ユ「弥生様、下がっていてください。ここは私が。」
ユウは背中の鞘から剣を抜くと、弥生を背に、ファイアスライムに立ちはだかった。ファイアスライムはさっそく火の玉を飛ばしてきたが、ユウはサッと避けて上段に構えた剣でスライムを斬った。ファイアスライムに55ダメージ。
ユ「お怪我はありませんか?さあ、ファイアスライムのコアをお納めください。」
ユウは弥生にコアを渡すと、さっと後ろを向いて廊下を進んでいった。いや、俺の事は無視か?
ヤ「ありがとうございます、ユウ様!」
弥生は弥生で目をハートにしたままユウの後姿を見つめている。そろそろ先に進もうぜ?
1時間ほど進んだ時だろうか、ファイアスライム数体と、大量のスライムを倒してきたが、この階は複数の種類のスライムが居るようだ。弥生にステータスを鑑定してもらう。
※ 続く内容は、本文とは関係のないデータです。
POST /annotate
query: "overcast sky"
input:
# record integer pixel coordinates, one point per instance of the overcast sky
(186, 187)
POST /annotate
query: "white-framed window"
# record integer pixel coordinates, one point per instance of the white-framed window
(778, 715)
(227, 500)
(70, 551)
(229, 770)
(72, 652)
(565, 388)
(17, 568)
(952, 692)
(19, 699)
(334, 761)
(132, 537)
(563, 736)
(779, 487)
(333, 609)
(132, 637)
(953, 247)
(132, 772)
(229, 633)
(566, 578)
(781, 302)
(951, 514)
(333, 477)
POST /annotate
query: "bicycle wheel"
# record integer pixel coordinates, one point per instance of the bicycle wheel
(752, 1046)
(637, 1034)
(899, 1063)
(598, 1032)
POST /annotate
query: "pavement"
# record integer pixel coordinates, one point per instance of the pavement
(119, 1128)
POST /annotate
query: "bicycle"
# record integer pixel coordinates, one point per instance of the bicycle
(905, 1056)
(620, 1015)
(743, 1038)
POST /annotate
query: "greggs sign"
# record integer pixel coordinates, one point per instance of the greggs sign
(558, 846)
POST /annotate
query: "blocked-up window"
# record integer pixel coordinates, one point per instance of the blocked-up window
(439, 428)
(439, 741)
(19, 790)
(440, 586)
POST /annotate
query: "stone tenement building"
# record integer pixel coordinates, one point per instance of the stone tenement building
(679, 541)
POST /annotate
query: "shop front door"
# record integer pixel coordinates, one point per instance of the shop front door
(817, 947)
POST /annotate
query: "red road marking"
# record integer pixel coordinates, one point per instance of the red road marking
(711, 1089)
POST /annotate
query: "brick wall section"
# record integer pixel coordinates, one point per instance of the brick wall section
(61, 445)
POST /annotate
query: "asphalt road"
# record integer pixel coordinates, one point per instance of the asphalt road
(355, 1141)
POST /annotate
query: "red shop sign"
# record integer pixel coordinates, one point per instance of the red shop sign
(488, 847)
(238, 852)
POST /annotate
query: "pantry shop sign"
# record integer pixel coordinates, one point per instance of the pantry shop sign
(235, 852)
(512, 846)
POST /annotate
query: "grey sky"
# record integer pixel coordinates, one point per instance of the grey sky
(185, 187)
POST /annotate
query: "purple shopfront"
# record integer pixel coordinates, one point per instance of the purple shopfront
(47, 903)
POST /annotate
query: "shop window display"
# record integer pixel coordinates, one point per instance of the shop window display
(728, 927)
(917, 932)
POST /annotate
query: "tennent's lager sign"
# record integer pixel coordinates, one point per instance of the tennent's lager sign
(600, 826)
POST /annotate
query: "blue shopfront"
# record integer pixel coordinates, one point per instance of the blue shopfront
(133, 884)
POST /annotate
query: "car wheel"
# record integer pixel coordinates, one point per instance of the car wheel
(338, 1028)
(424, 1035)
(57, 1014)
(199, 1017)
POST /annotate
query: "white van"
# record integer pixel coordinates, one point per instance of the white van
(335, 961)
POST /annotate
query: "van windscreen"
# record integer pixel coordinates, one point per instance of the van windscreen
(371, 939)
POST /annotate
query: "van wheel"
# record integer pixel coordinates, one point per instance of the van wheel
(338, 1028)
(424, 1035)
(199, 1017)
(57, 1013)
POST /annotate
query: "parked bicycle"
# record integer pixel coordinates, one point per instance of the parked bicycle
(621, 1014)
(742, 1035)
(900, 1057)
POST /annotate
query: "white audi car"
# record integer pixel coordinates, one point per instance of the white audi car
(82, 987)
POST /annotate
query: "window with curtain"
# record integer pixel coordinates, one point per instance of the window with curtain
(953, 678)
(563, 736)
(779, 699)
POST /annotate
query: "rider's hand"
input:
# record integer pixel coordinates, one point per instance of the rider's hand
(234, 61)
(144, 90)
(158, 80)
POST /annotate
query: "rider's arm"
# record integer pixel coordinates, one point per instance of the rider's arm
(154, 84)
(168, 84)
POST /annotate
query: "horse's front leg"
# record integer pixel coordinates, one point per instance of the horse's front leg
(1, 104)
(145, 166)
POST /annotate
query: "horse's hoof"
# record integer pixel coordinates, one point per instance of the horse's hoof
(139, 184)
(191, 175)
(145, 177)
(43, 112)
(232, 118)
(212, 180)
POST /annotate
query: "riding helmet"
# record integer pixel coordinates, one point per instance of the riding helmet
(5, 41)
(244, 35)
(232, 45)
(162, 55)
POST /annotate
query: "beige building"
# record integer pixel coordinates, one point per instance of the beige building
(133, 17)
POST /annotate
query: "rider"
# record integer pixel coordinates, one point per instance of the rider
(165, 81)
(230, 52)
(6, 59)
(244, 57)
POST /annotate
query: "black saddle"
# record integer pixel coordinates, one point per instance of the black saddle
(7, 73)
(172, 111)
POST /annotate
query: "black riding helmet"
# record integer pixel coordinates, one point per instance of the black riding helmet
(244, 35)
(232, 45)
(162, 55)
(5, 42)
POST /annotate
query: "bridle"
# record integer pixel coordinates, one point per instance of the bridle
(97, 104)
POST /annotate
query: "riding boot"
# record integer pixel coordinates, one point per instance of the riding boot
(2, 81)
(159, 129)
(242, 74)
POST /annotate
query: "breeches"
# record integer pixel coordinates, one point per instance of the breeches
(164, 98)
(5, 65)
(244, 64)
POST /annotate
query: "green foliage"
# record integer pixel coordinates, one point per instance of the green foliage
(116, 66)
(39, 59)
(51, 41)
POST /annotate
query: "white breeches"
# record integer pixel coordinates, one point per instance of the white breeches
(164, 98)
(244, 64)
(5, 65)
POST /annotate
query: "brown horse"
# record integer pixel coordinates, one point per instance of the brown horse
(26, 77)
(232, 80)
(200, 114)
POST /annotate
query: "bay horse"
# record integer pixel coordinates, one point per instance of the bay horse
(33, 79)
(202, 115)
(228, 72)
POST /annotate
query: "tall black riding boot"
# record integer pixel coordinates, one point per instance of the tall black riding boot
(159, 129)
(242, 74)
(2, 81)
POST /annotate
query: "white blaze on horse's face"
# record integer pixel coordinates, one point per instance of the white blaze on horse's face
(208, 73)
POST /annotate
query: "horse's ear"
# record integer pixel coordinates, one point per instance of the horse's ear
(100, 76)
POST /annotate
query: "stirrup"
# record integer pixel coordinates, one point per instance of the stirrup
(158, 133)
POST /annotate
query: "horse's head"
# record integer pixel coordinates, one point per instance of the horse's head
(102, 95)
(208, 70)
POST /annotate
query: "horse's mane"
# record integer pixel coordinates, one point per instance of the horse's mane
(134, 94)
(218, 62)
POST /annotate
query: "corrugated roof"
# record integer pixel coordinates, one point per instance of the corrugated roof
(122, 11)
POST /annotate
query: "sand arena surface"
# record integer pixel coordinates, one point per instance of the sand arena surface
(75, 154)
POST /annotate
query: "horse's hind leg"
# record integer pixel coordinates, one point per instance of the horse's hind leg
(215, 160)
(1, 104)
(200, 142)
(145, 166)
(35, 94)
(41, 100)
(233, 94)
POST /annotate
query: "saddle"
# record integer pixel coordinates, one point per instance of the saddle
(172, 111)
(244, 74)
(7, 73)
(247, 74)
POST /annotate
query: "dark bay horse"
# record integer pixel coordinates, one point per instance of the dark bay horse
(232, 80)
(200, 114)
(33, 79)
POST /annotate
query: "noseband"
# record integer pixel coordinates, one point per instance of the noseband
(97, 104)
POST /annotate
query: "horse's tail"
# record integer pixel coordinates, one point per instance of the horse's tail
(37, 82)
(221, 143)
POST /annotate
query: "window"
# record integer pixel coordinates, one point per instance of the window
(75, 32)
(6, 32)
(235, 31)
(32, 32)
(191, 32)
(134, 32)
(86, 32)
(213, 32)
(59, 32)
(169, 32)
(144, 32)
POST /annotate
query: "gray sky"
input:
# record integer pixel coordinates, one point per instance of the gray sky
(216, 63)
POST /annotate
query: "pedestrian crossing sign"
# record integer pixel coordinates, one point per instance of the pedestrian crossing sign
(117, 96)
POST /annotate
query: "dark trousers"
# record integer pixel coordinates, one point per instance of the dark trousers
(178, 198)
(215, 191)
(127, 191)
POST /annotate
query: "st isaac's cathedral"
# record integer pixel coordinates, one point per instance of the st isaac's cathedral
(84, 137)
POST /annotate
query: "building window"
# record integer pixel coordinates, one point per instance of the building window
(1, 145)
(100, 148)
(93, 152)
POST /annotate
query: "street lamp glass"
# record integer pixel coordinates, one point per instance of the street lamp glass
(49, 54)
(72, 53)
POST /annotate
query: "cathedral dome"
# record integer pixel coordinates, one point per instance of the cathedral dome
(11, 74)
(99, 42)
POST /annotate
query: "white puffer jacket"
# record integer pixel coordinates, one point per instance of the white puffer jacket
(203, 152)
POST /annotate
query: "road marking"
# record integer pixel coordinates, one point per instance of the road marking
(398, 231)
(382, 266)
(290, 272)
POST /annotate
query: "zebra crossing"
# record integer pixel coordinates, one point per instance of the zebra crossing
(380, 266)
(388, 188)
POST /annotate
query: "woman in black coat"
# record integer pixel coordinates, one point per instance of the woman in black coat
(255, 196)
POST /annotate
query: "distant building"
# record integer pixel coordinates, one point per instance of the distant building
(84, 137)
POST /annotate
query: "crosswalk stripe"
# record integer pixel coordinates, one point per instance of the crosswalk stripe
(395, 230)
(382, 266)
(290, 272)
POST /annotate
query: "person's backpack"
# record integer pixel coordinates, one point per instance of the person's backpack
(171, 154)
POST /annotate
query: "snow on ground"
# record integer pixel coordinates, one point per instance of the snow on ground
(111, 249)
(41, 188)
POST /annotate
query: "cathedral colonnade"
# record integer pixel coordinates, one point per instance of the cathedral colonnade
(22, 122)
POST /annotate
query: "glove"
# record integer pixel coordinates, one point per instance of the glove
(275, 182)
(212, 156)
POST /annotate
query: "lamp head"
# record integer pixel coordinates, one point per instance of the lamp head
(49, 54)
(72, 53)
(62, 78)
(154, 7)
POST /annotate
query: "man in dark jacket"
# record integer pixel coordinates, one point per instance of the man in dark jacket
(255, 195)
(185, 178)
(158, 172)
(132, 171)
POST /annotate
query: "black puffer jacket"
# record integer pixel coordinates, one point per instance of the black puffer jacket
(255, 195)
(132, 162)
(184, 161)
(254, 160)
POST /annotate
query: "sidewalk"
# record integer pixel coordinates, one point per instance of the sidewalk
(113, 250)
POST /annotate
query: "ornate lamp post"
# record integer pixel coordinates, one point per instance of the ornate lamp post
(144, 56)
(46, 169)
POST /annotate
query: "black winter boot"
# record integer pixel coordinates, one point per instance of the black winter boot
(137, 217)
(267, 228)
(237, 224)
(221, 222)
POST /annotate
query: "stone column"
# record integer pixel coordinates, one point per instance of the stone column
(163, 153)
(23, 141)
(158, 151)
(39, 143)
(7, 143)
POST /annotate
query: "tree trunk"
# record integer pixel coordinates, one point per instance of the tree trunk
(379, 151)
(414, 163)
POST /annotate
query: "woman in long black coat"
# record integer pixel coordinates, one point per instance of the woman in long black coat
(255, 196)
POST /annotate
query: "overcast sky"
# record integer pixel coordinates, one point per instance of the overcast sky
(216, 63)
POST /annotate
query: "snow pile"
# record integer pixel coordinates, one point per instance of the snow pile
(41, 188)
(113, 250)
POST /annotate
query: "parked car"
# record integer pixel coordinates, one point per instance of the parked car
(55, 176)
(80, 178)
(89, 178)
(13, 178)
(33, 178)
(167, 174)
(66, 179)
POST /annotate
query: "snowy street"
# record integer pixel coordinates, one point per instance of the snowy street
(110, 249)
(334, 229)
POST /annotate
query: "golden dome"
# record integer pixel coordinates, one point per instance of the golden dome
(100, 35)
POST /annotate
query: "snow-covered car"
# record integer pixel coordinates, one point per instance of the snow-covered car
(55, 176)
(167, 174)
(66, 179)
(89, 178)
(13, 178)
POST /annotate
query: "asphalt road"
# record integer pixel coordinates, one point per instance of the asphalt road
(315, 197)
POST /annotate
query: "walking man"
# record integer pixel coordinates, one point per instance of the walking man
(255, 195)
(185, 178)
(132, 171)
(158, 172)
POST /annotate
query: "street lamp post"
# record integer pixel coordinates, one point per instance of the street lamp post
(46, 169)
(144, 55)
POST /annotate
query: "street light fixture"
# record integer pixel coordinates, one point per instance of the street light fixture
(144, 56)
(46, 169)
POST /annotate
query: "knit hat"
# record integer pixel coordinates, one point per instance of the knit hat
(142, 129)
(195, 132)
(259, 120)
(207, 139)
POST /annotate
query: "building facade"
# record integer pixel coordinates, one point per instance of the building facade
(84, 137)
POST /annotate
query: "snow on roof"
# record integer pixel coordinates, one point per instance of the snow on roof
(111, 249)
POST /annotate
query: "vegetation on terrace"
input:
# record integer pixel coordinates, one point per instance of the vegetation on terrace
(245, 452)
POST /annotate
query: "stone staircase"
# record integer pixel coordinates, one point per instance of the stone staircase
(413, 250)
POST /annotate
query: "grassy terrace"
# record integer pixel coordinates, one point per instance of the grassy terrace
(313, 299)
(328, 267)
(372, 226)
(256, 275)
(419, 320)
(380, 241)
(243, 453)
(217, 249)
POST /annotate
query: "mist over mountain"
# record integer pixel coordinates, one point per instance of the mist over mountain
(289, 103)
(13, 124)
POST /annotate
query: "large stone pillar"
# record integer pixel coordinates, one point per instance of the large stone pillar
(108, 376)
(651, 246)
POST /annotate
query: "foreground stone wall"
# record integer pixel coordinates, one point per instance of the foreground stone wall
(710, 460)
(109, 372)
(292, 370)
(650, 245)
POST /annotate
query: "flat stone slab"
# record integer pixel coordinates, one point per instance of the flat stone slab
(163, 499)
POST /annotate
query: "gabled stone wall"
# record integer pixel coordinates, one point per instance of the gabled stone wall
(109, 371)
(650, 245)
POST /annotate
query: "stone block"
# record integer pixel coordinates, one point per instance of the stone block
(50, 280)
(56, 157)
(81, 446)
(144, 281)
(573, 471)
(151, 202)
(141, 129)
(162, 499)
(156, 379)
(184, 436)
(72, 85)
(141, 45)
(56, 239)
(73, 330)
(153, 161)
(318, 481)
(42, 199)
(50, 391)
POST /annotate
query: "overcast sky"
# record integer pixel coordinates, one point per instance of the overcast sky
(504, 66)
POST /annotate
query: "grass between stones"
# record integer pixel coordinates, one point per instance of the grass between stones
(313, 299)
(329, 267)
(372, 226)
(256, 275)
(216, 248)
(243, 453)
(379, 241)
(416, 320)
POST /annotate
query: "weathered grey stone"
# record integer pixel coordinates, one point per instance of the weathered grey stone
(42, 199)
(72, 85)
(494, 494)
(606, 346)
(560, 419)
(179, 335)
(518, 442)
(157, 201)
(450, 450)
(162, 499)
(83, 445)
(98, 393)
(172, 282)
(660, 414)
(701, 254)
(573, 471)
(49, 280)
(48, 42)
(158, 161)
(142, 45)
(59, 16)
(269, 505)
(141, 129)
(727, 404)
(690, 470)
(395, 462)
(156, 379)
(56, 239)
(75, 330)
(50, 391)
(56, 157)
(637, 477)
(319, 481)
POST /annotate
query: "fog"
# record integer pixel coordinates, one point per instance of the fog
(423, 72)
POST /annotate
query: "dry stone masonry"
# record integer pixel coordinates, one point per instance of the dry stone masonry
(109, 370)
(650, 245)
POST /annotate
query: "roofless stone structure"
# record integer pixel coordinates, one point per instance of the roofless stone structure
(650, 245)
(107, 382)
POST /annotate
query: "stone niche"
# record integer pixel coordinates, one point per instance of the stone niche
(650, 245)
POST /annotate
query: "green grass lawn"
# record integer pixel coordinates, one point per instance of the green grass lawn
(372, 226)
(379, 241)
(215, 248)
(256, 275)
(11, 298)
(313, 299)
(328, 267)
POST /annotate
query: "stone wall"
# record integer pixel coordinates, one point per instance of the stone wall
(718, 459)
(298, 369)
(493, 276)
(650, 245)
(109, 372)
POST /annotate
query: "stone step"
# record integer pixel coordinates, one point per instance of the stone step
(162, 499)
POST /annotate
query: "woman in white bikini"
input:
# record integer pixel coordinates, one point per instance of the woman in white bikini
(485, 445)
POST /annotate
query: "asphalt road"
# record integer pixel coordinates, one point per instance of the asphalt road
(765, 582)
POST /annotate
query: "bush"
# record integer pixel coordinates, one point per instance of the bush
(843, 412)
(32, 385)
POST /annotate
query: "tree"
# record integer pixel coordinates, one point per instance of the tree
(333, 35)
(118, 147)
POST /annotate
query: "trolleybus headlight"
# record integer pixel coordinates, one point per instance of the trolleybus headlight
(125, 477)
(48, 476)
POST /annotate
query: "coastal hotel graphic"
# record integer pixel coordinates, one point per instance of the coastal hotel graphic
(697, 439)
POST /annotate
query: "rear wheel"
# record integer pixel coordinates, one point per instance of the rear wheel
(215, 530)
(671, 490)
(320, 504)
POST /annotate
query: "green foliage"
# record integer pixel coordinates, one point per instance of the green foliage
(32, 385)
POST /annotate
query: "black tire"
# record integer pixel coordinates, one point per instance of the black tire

アイススライム(動物):HP45、MP55、攻撃力20、防御力25、素早さ7、魔力32、スキル:水魔法(4)
サンドスライム(鉱物):HP25、MP55、攻撃力20、防御力55、素早さ3、魔力8、スキル:土魔法(3)
ウッドスライム(植物):HP105、MP55、攻撃力25、防御力30、素早さ11、魔力12、スキル:木魔法(5)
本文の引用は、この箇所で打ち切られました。